The answer, of course, is that they want to get elected.

The idiocy of their proposals betrays not so much their own as their constituents’ ignorance.

I see this as another vindication of Bryan Caplan’s theory of “voter irrationality”.

The Wall Street Journal piece quoted is here. I recommend Caplan’s brilliant website.

Pas un pour racheter l’autre

Les programmes économiques de tous les candidats à la présidence américaine, de façon générale, me déçoivent.

En matière énergétique, ils sont carrément consternants.

McCain, par exemple, veut faire baisser le prix du carburant par un “moratoire” sur les taxes fédérales.

Voilà une mauvaise solution à un problème qui ne se pose pas.

D’abord, la hausse des prix à la pompe est toute relative: 70 centimes d’euros le litre, ce n’est pas hors de portée des ménages, même modestes.

Et puis cette hausse, au moment où les Américains, Bush compris, s’accordent à penser que le pays doit réduire sa dépendance vis-à-vis du pétrole, est plutôt une bonne nouvelle.

Elle contribue à faire baisser la demande de carburant – ce qui, pour des raisons géopolitiques, technologiques, ou écologiques, est l’effet recherché.

Or le candidat républicain veut relancer la consommation par une baisse des prix…

Barack Obama, lui, entend surtaxer les profits des compagnies pétrolières (“windfall tax”).

Cette mesure est encore plus absurde que celle préconisée par McCain.

On ne voit pas le bénéfice que le consommateur pourra en tirer – à part un malin plaisir à voir ces odieuses corporations châtiées.

Tout impôt a l’effet de décourager l’activité taxée, en l’occurrence la production de pétrole par des firmes américaines.

Obama voudrait-il stimuler l’OPEP qu’il ne s’y prendrait pas autrement.

Comme le Wall Street Journal le note (voire colonne en regard), une telle surtaxe sur les profits a été tentée en 1980.

Dix ans plus tard, une étude du Congrès a montré le résultat: chute de 3% de la production nationale de pétrole, et augmentation de 6% des importations.

Le journal souligne en outre que l’idée selon laquelle les compagnies pétrolières profitent éhontément de la cherté du brut est fausse: leurs profits s’élèvent à 8,3% des investissements, contre 7,8% pour l’ensemble des entreprises.

Si on prend le rendement du secteur pétrolier depuis 1970, avec ses hauts et ses bas, les profits sont en dessous du reste de l’économie.

Désespéré par les programmes énergétiques des deux principaux candidats, je me suis tourné vers celui de Hillary Clinton, laquelle se prévaut de son expérience de l’exécutif et d’un certain pragmatisme.

Or que lis-je?

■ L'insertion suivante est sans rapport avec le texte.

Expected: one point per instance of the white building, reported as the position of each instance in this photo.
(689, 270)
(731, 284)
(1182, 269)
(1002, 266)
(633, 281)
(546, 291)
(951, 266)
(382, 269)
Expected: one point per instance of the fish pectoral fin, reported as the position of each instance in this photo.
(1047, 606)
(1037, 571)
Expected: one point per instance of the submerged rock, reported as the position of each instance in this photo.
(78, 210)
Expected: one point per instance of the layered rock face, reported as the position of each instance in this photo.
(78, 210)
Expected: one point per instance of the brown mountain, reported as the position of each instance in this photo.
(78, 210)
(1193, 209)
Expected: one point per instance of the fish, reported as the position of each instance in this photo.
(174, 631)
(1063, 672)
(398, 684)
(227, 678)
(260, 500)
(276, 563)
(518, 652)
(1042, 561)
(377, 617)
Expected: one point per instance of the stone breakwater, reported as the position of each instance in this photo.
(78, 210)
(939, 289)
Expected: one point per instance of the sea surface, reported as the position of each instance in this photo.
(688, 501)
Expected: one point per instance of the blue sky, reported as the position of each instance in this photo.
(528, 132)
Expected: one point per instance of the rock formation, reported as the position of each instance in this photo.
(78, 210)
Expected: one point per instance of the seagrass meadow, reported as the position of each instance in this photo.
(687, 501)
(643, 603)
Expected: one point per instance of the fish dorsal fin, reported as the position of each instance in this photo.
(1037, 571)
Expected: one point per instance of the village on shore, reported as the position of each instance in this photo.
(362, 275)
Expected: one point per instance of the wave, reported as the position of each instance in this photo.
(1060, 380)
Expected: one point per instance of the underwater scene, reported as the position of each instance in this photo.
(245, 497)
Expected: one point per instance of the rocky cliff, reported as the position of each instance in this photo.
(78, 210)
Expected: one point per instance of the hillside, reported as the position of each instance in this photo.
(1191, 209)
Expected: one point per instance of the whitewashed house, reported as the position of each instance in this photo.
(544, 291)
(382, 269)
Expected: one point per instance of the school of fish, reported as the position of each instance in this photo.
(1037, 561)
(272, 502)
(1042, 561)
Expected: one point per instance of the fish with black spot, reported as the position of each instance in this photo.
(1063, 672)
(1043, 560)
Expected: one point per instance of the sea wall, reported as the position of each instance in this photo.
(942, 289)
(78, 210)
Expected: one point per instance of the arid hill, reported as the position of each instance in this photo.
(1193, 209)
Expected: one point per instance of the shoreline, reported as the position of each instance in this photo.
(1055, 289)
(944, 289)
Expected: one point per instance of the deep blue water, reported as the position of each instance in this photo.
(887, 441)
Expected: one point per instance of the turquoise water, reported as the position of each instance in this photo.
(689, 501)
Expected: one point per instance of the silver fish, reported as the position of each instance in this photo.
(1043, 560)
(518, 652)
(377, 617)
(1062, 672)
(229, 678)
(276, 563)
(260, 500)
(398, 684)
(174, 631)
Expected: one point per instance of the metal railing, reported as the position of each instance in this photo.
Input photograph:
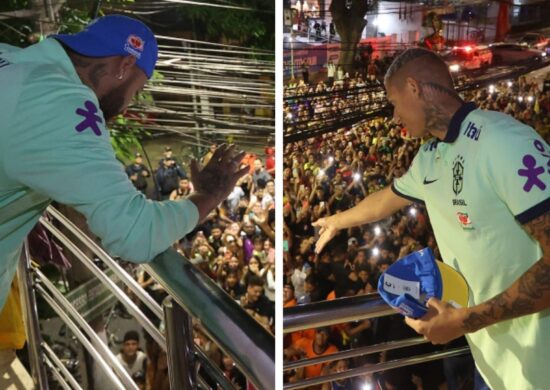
(192, 295)
(350, 309)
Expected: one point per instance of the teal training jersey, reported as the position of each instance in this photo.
(54, 145)
(488, 177)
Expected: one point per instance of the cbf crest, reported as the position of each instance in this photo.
(458, 174)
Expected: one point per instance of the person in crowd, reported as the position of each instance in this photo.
(260, 176)
(182, 191)
(68, 87)
(131, 357)
(138, 173)
(168, 176)
(507, 309)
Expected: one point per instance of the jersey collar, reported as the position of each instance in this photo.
(456, 121)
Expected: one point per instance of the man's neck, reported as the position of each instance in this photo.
(438, 117)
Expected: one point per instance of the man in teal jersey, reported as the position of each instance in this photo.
(56, 98)
(484, 179)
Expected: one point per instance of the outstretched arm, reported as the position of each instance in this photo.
(373, 208)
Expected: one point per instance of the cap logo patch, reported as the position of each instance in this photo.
(134, 45)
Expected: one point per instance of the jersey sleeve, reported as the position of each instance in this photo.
(59, 146)
(517, 163)
(409, 186)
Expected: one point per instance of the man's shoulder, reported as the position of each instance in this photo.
(54, 79)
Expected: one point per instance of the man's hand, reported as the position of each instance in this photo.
(215, 181)
(327, 232)
(219, 176)
(441, 324)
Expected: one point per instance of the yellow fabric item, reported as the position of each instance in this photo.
(12, 327)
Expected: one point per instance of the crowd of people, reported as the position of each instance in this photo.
(332, 172)
(234, 246)
(309, 105)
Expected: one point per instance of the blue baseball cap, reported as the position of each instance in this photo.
(115, 35)
(409, 282)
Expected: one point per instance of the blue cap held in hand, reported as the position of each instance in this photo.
(409, 282)
(115, 35)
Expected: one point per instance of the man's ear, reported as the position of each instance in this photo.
(413, 86)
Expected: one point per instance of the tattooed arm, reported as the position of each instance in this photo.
(529, 294)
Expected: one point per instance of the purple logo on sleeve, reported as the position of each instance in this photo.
(532, 173)
(90, 118)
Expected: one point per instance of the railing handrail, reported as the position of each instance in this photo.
(361, 351)
(408, 361)
(239, 335)
(337, 311)
(130, 282)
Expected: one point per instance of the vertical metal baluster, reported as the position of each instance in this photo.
(180, 345)
(32, 326)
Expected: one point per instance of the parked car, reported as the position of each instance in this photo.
(514, 54)
(466, 58)
(535, 41)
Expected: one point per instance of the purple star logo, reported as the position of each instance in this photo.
(532, 173)
(91, 119)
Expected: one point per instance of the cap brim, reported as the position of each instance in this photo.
(87, 44)
(455, 288)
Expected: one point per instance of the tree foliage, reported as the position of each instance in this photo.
(255, 29)
(349, 19)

Elle demande et un moratoire sur les taxes à la pompe façon McCain et une “windfall tax” façon Obama.

Bref, Clinton cumule les inepties de ses deux rivaux.

Pourquoi des gens intelligents formés dans des universités d’élites laissent-ils ainsi leur cerveau au vestiaire?

La réponse, bien sûr, est qu’ils veulent se faire élire.

Leur propositions reflètent moins leur propre ignorance que celle de leur partisans.

J’y vois une nouvelle illustration de la théorie de Bryan Caplan sur l'”électeur irrationnel”.